Scaling Pentaho Server deployment – Considerations

One of the main profits of deploying Pentaho on Kubernetes is to be able to (auto) scale up and down based on certain conditions or requirements on your service. If you plan to deploy Pentaho server in cluster mode, these are main considerations:
  • Pentaho BA is architected to use sticky sessions. This means, each request for a particular session gets associated to a single node instance of the cluster while user session is alive. Having this in mind, you need to configure your Load Balancer to be aligned with the session model.
Please refer to your LoadBalancer solution instructions to have details on how to make this implementation
  • Unique cluster name for Jackrabbit. If you are running two or more servers in HA mode, each instance node needs to have a unique identifier.
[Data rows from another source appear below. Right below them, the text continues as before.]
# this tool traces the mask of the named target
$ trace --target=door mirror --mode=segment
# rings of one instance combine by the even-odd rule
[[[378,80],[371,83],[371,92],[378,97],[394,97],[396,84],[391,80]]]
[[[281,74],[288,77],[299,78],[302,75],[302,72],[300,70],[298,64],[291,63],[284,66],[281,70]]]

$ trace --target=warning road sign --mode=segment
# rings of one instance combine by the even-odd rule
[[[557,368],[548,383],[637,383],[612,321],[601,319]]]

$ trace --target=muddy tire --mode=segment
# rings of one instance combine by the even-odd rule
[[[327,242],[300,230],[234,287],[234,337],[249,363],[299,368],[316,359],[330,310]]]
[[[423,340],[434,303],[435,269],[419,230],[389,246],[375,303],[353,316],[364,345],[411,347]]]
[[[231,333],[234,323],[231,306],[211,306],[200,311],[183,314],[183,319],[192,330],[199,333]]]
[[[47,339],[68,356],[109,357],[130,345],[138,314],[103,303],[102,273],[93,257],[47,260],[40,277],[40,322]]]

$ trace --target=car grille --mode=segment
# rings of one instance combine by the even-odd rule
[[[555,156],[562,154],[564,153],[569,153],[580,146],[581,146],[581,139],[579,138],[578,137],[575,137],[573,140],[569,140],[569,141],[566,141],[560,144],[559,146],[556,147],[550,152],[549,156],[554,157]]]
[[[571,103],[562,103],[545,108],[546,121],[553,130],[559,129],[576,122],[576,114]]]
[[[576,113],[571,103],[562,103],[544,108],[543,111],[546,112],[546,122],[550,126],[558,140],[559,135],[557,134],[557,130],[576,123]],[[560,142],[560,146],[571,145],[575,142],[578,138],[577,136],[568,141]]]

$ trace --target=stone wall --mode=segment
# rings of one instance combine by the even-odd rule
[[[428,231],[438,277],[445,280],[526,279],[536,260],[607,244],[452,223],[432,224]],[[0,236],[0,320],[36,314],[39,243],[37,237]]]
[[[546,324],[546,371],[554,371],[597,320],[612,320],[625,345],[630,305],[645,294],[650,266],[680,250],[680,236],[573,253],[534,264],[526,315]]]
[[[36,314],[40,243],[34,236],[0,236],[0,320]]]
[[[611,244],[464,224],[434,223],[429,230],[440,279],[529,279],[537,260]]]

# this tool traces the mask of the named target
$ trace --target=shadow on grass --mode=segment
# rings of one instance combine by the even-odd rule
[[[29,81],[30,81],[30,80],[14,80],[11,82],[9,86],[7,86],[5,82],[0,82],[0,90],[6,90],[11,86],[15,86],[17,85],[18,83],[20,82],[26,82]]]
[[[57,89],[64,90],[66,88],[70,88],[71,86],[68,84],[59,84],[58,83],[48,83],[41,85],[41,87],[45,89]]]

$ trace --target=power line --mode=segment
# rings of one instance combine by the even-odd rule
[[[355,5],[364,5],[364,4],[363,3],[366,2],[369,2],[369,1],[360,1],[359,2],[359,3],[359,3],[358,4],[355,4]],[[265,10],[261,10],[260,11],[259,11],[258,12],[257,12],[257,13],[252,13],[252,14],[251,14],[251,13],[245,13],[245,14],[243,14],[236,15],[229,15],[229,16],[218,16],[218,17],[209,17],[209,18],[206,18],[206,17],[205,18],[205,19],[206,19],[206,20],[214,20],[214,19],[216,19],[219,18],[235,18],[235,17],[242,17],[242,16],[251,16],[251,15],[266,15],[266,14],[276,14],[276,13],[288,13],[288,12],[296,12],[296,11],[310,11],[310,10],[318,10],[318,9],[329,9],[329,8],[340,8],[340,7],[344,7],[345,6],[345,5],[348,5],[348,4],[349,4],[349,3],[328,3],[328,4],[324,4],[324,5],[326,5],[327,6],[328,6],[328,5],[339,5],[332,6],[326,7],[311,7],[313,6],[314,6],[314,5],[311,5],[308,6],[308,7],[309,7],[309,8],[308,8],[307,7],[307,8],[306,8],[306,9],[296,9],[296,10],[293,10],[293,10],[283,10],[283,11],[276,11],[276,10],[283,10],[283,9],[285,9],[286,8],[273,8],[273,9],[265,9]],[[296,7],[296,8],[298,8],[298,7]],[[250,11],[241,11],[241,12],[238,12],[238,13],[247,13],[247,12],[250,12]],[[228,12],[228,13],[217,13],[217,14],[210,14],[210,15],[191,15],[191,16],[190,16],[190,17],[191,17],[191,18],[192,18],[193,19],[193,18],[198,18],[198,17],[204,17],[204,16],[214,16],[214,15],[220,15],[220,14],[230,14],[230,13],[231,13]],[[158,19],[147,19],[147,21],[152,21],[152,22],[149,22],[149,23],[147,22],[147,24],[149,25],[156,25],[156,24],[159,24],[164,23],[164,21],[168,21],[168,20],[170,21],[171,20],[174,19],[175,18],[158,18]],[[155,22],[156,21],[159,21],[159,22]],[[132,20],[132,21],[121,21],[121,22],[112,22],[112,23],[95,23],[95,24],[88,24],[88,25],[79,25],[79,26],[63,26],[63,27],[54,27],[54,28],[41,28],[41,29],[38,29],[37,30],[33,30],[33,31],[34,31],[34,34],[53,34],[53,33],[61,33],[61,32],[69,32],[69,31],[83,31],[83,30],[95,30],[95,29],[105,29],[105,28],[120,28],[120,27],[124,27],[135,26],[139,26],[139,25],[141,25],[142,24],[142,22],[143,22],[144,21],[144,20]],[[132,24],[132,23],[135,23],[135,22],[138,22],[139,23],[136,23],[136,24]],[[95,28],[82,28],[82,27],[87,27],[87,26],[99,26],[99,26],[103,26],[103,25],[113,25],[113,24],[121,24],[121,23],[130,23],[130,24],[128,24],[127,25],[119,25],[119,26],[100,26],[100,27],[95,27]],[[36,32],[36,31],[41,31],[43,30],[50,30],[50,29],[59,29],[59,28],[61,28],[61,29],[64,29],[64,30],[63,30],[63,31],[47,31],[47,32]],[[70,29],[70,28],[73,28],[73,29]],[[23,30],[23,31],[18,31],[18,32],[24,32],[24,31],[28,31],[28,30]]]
For detailed instructions on how to configure jackrabbit journal, visit our help page
  • Maintenance of Jackrabbit journal for non-existing servers (scale down). If a cluster node is removed permanently from the cluster, then its entry in the LOCAL_REVISIONS table should be removed manually. Otherwise, the clean-up thread will not be effective
  • For detailed configuration instructions regarding Pentaho BA in cluster mode, visit our help site

Links used for references




16 days ago

Wohh Got to know today i was having problems regarding this and now i want to get more info like this keep posting. and going to check MyBalanceNow for further planning.

30 days ago

Thanks for sharing the Information! Btw is this a Official Website ?

10-06-2021 10:40

Yes, pentaho-server-9.1 can be used for any 9.x version. Main consideration is to use corresponding installation packages based on desired version.

There aren't major considerations between 9.1 and 9.2 in terms of configuration and installation procedure.

10-05-2021 23:50

Has there been any testing on 9.2 on this docker builds and deployments? If we are targeting 9.2 is it safe to work from this github repo?